Ginette AMADO : « l’Evolutionniste »
Dr G. Bendjenana
Ginette AMADO est née le 2 février 1926 à Paris.
Sa famille est d’origine juive alsacienne.
A 14 ans, elle connait un premier exil vers le Sud de la France en zone libre puis un deuxième vers le Mexique où elle débutera ses études de médecine.
A 18 ans, elle s’engage comme volontaire en tant qu’infirmière durant la deuxième guerre mondiale et rejoint la 2ème division blindée du Général Leclerc.
Son histoire est marquée par les camps de concentration, et la découverte de l’abandon à la mort dans les asiles psychiatriques de 76000 malades.
C’est une femme de conviction, d’action, qui pendant toute la durée de sa carrière professionnelle va œuvrer contre la ségrégation faite aux malades mentaux.
Femme de terrain, elle écrira peu.
Humaniste, généreuse, et d’une grande autorité, elle partagera les idéaux du communisme, mais refusera toujours d’intégrer le parti pour ne jamais s’enfermer dans une idéologie.
En 1951, elle est interne des Hôpitaux Psychiatriques de la Seine et est l’élève de SIVADON et DAUMEZON.
En même temps que son internat, elle suit une formation psychanalytique à l’Institut de Psychanalyse de la rue Saint Jacques.
En 1954, elle est nommée au Médicat des hôpitaux psychiatriques, envoyée d’office à l’hôpital psychiatrique de Cadillac.
Par la suite, elle sera l’assistante du Docteur LECONTE à Maison Blanche.
De 1956 à 1961, elle est Chef de Service à l’hôpital psychiatrique de Sotteville les Rouen où son premier travail a été d’ouvrir les pavillons encore fermés.
1961 : Médicat des hôpitaux psychiatriques de la Seine.
En 1963, elle est nommée médecin-directeur au Centre Psychothérapique des Murets durant 11 ans ayant alors comme secteur Champigny et Saint-Maur.
Lorsque les postes de médecin-directeur ont été supprimés, elle reste Médecin Chef du 3ème secteur du Val de Marne (Champigny) jusqu’en octobre 1980.

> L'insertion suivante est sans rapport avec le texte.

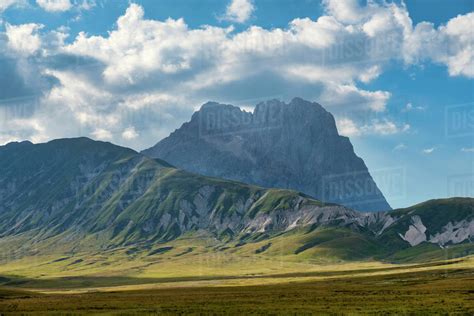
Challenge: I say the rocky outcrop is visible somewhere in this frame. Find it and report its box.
[143,98,390,211]
[0,138,474,251]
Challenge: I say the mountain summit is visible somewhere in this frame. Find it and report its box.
[143,98,390,211]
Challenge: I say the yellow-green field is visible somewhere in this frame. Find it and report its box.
[0,240,474,315]
[0,234,474,315]
[0,261,474,315]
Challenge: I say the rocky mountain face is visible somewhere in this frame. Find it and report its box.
[143,98,390,211]
[0,138,474,259]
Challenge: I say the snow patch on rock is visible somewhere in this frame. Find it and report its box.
[430,219,474,246]
[399,215,426,246]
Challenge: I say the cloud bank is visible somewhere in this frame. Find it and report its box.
[0,0,474,148]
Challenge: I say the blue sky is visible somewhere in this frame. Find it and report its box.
[0,0,474,207]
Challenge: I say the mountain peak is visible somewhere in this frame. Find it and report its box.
[143,98,390,211]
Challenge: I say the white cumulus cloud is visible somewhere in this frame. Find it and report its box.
[36,0,72,12]
[224,0,255,23]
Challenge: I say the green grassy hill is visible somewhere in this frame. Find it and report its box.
[0,138,474,269]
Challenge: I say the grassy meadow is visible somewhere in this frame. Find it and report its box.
[0,234,474,315]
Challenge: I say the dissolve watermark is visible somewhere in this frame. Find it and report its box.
[322,167,406,204]
[197,101,284,137]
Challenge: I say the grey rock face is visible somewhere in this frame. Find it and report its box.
[143,98,390,211]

En 1980, elle est Médecin Chef du 5ème secteur (6ème arrondissement de Paris) au C.H.S. de Sainte Anne jusqu’à sa retraite en 1990.
Lorsqu’elle arrive à la Queue en Brie, en 1963, elle est la digne élève de DAUMEZON, BONAFE… pour ouvrir un hôpital mixte, ouvert, sans moyen de contention et proche de la cité comme instrument de travail efficient.
Ayant toujours pensé qu’un travail sur le secteur constituait un préalable nécessaire, elle avait, avant même d’ouvrir l’hôpital, entrepris des consultations de dispensaire dans la municipalité.
Aussi dès 1965, elle a mis en place une structure de visites et d’hospitalisations à domicile (reconnue administrativement en 1970) et leurs modalités de fonctionnement.
Ce travail a permis de libérer un pavillon et de récupérer son personnel pour créer à Champigny le Premier Centre d’Accueil et de Crise qui porte aujourd’hui son nom et qu’elle mettra 15 ans à faire reconnaitre !
Elle fonde l’Association « Accueil », participe à la réflexion et l’organisation du travail de secteur et de la démystification de la psychiatrie et la lutte contre le fonctionnement asilaire.
Ainsi, elle organise l’activité du secteur et défend l’ouverture de petites unités d’accueil dans la ville pour des hospitalisations courtes et la prise en charge des malades au long cours dans des structures spécifiques, foyers, appartements, thérapeutiques, etc..
En 1970, elle est menacée du conseil de discipline, car la rotation des malades était très rapide ! Pour celle pour qui l’hospitalisation en psychiatrie devait demeurer une mesure d’exception. A noter qu’il faut beaucoup d’humour pour nommer les premiers pavillons d’entrants : Pavlov et l’autre Freud.
Nous souhaitons conclure par la réponse qu’elle fit à François CAROLI qui lui demandait :
- « Croyez-vous que pour faire avancer les choses dans les structures qui sont les nôtres, il faut être d’une certaine façon à certains moments soit hors la loi, soit révolutionnaire ? »
- «La pratique et l’usage précédent la loi et lui montrent le chemin. C’est ce que j’essaye de faire. Je ne suis pas hors-la-loi. J’essaye de précéder celle-ci en tenant compte de la société où je vis qui n’est plus celle de 1838. Je suis plutôt évolutionniste que révolutionnaire.